Your Representatives, Your Choices, Your Fault

The House rejected extending the payroll tax-cut, and why because they insist it was not to their liking, it didn’t suit their preferences or sensibilities. Just another in a long line of partisan ready-made disagreements over which to demonstrate their vigorous support of the American public. The House Republicans have once again seized this position despite the fact that the public doesn’t support their position, their reasoning or their self-aggrandizing posturing on this minor issue. I don’t mean to put forth the Republicans as the singular pathetic and foolish members of Congress, they are simply the morons of the moment. I am sure that they will be displaced or joined by Democrats as they collectively stumble along seeking the next opportunity to show their addlepated incompetence.

But surely the logic of the House and its leadership makes sense and justifies their present unproductive resistance to progress. In examining the Republicans stance the public would, I am sure, rush to Congress’ defense as being exactly what the public would think Congress should be doing.
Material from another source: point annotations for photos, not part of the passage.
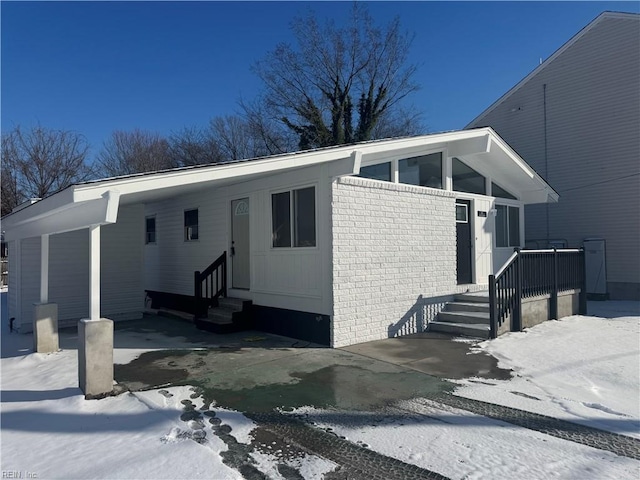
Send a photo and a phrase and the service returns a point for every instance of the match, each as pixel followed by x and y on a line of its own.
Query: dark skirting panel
pixel 290 323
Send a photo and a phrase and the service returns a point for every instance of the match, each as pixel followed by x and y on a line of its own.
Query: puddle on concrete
pixel 281 380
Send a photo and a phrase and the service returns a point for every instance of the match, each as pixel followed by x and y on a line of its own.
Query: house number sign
pixel 242 208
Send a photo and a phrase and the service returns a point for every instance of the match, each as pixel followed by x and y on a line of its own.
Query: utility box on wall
pixel 595 266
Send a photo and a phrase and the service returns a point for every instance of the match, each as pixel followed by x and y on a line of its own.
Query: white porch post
pixel 95 334
pixel 45 319
pixel 44 269
pixel 94 272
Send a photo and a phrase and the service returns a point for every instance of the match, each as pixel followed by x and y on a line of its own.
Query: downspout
pixel 546 152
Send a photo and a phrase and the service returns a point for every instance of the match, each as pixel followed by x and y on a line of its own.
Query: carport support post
pixel 45 314
pixel 95 334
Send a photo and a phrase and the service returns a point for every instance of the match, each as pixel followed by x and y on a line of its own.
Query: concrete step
pixel 464 329
pixel 464 317
pixel 473 297
pixel 466 307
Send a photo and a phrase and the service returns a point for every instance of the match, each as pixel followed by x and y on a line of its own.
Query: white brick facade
pixel 394 258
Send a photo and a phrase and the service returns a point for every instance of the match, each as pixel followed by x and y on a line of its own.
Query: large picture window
pixel 293 218
pixel 507 226
pixel 466 179
pixel 191 225
pixel 425 170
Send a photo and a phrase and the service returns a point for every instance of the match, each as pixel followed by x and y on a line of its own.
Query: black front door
pixel 463 235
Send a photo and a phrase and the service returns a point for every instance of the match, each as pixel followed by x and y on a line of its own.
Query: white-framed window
pixel 425 170
pixel 191 225
pixel 293 218
pixel 466 179
pixel 150 230
pixel 507 226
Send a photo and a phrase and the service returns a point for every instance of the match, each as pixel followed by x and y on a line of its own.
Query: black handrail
pixel 530 273
pixel 205 293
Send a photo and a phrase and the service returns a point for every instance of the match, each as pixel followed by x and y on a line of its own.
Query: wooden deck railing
pixel 531 273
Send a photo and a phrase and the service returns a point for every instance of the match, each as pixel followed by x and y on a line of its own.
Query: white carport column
pixel 95 334
pixel 45 318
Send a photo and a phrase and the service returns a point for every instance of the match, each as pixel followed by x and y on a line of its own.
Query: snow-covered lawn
pixel 581 369
pixel 584 369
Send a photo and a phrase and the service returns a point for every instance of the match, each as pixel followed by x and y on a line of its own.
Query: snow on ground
pixel 461 445
pixel 580 368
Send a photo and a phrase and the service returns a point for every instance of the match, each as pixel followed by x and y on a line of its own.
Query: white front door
pixel 240 272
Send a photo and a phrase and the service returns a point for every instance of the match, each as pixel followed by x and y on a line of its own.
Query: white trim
pixel 96 203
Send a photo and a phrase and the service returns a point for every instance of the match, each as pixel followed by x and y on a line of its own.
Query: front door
pixel 240 272
pixel 463 236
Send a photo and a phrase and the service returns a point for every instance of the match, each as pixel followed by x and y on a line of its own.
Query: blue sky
pixel 160 66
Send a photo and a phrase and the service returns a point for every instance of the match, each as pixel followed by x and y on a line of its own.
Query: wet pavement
pixel 263 376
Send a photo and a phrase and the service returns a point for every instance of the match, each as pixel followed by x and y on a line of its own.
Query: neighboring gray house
pixel 576 119
pixel 339 245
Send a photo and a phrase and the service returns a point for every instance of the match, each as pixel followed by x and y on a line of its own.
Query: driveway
pixel 259 372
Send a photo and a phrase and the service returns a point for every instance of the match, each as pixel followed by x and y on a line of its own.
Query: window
pixel 293 218
pixel 425 170
pixel 381 171
pixel 190 225
pixel 498 191
pixel 150 230
pixel 462 214
pixel 507 226
pixel 466 179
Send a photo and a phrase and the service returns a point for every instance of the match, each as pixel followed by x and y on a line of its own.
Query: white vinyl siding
pixel 291 278
pixel 122 294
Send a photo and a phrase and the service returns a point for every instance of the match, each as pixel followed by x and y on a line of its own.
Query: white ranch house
pixel 338 246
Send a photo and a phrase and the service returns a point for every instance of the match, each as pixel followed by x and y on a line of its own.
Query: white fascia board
pixel 39 209
pixel 526 168
pixel 69 217
pixel 469 146
pixel 346 166
pixel 170 179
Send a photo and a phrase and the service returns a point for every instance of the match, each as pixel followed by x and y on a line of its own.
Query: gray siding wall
pixel 394 258
pixel 592 145
pixel 121 272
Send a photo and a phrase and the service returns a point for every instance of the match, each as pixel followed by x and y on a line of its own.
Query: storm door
pixel 240 252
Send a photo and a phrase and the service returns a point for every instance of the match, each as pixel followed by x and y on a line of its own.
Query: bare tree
pixel 339 82
pixel 194 146
pixel 136 151
pixel 39 161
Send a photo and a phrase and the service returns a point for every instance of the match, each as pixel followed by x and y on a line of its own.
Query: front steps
pixel 467 315
pixel 230 315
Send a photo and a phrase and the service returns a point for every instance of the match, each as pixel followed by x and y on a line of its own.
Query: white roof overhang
pixel 96 203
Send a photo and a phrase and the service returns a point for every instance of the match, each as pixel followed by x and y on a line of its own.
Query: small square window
pixel 293 218
pixel 190 225
pixel 150 230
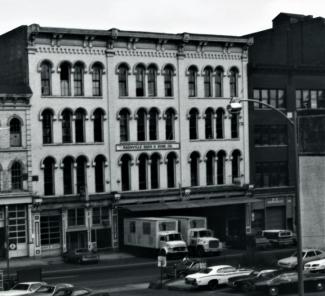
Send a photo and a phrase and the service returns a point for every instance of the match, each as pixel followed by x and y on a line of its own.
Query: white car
pixel 213 276
pixel 23 289
pixel 315 266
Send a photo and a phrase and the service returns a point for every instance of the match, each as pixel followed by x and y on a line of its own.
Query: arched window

This sympathy for Congress would be regardless of the persistence in poll after poll on Congressional effectiveness that the public generally reviles Congress and holds them in abject contempt.

The Republicans do not think that the payroll tax cut extension should only be extended two months. They want it extended for a year. Of course the Republicans want a few other things added. But extending the tax-cut two months is just unreasonable, because as they say: “It just kicks the can down the road.” Now you might question their logic on this point and I am sure that they have some compelling answer and rationale for this view. But really, rather than accepting a two month extension; their choice is to not extend it at all! Because if they extend it two months then they don’t get any future chance to present a plan that is more thought out and widely supported; except the one they could spend between now and two months from now justifying to the public. Well, perhaps their staffers might explain to them that in two months Congress will be presented with the same issue.

The Republicans are also insistent that the payroll tax-cut extension include a deadline for a Presidential decision on the Keystone pipeline. I suspect that the Republicans are under a tremendous amount of pressure from campaign contributors to get the pipeline approved. So leveraging the payroll tax-cut issue to help force in a comingled decision on this completely independent, unrelated and exceedingly more controversial issue is the type of disingenuous and duplicitous strategy that members of Congress have found so useful to force the public to accept something that they cannot secure on its own merits.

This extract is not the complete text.